Imaging. Although X-rays do not directly show soft tissue lesions, certain indirect information can be obtained, such as ulnar varus, the condition of the inferior ulnar radial joint and the presence of ulnar styloid or distal radius fractures. If cystic degeneration exists in the lunate and distal ulna, and when combined with ulna with or without positive degeneration, it indirectly proves that the ulnar side of the carpal bone is overstressed, and methods of weight reduction should be considered during treatment.
Magnetic resonance imaging (MRI) has become the primary means of diagnosing TFCC. If the injury is degenerative and combined with ulnar impingement syndrome, MRI can show edema on the ulnar side of the lunate bone.
Wrist arthroscopy is the gold standard and the best method for diagnosing TFCC injuries.
Treatment.
There are many options for treating TFCC injuries, and the type of treatment needed depends on the following factors: the presence of wrist pain (including mechanical irritation from the injury or persistent joint pain from synovitis), the presence of an associated fracture or fracture malunion, and the presence of distal ulnar radial instability. If the patient’s history and examination are suggestive of a TFCC injury, but the x-ray is normal, the patient may be immobilized with a long-arm cast or brace for 4-6 weeks in the acute phase.
If there is no relief of symptoms after immobilization, further investigations, such as MRI and arthroscopy, are required. TFCC injuries that have failed to respond to 2-3 months of conservative treatment have indications for arthroscopic surgery.
Acute TFCC injuries (less than three months before repair) have a better prognosis than subacute (three months to one year) and chronic injuries (more than one year), as they can sometimes be repaired directly, but usually with reduced strength. Rarely chronic injuries can also be repaired, but often unsatisfactorily compared to acute injuries, for reasons presumably related to ligamentous strain and degeneration of the fibrocartilage rim.

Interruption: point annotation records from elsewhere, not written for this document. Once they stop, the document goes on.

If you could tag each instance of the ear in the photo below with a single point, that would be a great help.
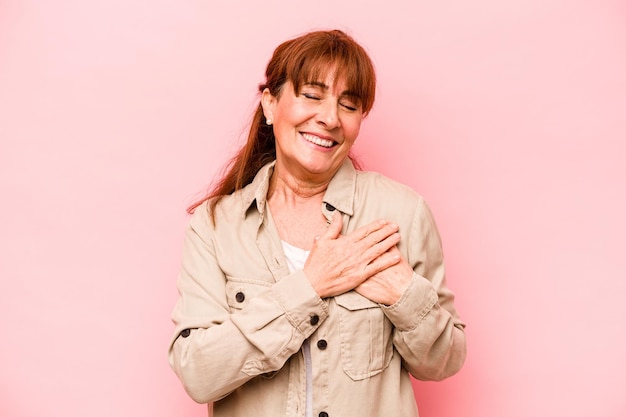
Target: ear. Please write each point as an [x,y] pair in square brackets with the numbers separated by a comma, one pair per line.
[268,102]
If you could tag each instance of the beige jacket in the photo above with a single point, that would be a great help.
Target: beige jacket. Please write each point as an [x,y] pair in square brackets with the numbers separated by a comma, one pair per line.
[242,317]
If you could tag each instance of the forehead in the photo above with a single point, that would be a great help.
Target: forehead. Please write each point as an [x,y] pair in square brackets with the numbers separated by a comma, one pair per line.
[329,77]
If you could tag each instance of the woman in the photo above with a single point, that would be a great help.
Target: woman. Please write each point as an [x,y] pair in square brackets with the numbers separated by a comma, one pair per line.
[310,288]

Therefore, for chronic injuries, ulnar shortening and/or TFCC debridement is usually required, and in some patients, reconstruction of the distal ulnar radial ligament is required if combined with symptomatic chronic distal ulnar radial instability .
Rehabilitation
If only arthroscopic TFCC debridement is performed, postoperative braking is generally not required. If arthroscopic TFCC repair is performed, postoperative braking with a neutral supra-elbow brace is required for 4-6 weeks. after 6 weeks, gradual passive joint mobility exercises and gentle active strength training are started, and daily activities are gradually resumed after about 10-12 weeks, and sports activities are generally resumed gradually after 6 months.